The poem is a series of questions about the tiger; there are no statements to answer the questions posed to the reader. There are especially enlightening images within the poem that shed insight into the speakers answers to his questions without giving direct thoughts. The first occurs in the fourth quatrain when the speaker wonders:
What the hammer? what the chain?
In what furnace was thy brain?
What the anvil? what dread grasp?
Dare its deadly terrors clasp? (13-16)
Here the speaker imagines the tiger being forged, perhaps out of metal, by a hand that would “dare its [the tiger’s] deadly terrors" with a “dread grasp” in a place hot enough to be called a “furnace.” The image is given to the reader with a dark connotation with words such as deadly, terrors, dread and dare which challenge the idea of the tiger having a benevolent creator. Instead one imagines a hell-like domain and is forced to consider the tiger being created by a more sinister force. The tiger itself is described in the first and last quatrains as “burning bright” so this idea of it being forged in a hell-like place only helps to reinforce the original image.
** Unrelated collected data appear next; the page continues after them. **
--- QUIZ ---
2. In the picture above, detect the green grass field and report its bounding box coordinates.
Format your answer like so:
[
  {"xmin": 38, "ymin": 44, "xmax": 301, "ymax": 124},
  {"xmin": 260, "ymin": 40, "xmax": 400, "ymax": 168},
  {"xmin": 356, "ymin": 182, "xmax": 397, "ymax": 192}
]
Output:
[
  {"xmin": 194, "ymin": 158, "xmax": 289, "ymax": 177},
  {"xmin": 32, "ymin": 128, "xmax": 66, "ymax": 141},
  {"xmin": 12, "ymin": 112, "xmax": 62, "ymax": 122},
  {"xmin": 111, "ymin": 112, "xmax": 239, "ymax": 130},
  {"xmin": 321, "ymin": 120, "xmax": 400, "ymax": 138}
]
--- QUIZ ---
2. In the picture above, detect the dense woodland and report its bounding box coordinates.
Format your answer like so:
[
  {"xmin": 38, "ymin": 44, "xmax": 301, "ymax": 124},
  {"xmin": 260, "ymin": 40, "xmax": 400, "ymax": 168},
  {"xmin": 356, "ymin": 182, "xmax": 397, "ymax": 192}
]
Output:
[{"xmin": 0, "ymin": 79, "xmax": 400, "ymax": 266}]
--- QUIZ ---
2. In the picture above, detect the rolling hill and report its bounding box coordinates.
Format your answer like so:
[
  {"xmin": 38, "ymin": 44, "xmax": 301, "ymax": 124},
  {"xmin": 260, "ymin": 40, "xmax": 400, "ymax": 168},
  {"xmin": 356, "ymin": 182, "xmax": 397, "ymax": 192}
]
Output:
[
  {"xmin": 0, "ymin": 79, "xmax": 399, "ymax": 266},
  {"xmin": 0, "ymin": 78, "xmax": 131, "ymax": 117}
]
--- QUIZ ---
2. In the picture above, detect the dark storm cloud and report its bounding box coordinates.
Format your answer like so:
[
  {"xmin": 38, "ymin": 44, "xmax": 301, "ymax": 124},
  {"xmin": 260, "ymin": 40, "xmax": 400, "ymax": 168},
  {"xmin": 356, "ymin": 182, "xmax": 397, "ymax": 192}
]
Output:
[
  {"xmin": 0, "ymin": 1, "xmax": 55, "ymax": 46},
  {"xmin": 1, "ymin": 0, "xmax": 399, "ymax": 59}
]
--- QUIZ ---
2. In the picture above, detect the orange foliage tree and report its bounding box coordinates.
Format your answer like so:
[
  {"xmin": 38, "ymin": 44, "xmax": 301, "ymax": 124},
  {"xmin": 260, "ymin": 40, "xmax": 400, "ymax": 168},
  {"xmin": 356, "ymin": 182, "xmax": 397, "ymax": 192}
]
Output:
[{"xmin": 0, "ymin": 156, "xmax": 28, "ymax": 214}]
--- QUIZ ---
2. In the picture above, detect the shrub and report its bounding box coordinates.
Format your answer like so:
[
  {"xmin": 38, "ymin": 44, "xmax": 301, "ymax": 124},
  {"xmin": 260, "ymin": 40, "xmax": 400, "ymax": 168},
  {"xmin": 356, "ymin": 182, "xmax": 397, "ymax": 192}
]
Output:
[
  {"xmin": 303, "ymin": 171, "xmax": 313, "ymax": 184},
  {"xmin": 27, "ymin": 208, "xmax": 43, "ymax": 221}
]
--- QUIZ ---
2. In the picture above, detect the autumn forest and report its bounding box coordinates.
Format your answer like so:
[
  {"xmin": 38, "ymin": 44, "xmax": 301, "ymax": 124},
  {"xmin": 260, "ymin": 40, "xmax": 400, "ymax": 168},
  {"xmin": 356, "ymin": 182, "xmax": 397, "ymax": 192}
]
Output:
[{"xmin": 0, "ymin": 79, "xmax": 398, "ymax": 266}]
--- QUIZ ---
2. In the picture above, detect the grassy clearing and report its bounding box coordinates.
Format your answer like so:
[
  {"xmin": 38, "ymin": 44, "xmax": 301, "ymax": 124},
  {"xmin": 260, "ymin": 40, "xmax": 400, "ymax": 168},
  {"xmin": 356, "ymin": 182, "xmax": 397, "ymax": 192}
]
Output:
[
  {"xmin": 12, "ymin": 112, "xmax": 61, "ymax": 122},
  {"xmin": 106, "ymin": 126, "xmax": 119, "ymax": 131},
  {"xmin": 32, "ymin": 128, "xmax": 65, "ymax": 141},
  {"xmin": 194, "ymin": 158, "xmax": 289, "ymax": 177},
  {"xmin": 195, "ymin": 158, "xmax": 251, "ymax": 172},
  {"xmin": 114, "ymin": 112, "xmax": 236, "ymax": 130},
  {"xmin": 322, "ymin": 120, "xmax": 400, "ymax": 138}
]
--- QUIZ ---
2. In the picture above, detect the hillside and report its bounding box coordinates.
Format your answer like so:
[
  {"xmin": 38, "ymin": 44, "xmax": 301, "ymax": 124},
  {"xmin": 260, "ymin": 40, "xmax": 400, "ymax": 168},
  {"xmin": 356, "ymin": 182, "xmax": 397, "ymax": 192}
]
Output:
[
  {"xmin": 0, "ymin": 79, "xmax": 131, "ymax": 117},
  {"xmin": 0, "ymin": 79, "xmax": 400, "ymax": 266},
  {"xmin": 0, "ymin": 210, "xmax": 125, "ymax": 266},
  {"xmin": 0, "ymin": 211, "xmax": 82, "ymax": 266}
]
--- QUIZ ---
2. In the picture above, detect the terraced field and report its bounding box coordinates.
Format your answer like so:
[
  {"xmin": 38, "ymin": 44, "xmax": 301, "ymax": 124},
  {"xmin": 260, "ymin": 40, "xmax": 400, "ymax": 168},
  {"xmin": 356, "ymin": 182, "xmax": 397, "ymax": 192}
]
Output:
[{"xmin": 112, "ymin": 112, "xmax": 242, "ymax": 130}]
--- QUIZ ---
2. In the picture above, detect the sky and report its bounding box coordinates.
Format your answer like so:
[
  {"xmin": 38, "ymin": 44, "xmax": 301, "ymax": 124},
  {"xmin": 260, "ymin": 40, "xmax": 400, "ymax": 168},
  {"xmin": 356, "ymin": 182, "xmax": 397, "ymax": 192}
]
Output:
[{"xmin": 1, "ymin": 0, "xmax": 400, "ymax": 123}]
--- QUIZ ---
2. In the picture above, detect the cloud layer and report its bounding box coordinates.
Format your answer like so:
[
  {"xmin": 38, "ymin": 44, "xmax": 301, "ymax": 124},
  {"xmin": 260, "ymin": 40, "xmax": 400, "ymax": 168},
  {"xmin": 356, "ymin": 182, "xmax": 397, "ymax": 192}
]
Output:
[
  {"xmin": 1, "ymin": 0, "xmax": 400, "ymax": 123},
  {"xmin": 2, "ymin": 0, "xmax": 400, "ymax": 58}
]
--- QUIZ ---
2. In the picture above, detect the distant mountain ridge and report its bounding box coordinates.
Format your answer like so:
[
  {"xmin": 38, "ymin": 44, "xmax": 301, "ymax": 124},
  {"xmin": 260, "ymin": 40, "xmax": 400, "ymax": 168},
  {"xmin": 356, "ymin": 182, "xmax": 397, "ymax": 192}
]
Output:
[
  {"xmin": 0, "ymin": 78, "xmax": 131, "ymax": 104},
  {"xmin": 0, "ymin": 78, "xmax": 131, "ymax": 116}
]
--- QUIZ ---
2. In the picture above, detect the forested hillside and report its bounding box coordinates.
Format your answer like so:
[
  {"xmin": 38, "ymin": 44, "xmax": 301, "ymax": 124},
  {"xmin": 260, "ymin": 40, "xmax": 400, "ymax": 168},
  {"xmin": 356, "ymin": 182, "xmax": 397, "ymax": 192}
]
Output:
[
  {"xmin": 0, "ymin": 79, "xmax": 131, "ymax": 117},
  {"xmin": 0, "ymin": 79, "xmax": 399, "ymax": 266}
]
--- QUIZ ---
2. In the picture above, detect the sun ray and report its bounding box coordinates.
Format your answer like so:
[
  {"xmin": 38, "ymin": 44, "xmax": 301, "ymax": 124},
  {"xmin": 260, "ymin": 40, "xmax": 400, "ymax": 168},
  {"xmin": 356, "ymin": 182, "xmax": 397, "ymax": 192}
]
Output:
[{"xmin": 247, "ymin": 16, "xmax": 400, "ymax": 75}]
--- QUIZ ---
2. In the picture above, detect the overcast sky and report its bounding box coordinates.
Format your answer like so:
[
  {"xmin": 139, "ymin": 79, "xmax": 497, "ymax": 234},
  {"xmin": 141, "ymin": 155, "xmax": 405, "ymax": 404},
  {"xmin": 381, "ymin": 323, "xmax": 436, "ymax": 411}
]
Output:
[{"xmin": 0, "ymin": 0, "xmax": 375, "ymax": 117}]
This idea is continued in the next quatrain in which the speaker presents an image of warrior-like stars who “threw down their spears/ And water’d heaven with their tears” (17-18). The creation of the tiger would strike these warrior-stars in heaven into such awe and fear they would be impelled to tears; then the speaker wonders if the creator would smile. The most interesting line is the final one in this quatrain: “Did he who made the Lamb make thee?” The question is one of doubt: could the same benevolent creator of the Lamb, capitalized so instantly linked to Christ, be the same as the one of the tiger? “The Tyger” presents the reader with a series of questions regarding the form of the tiger and a curiosity about its beginnings.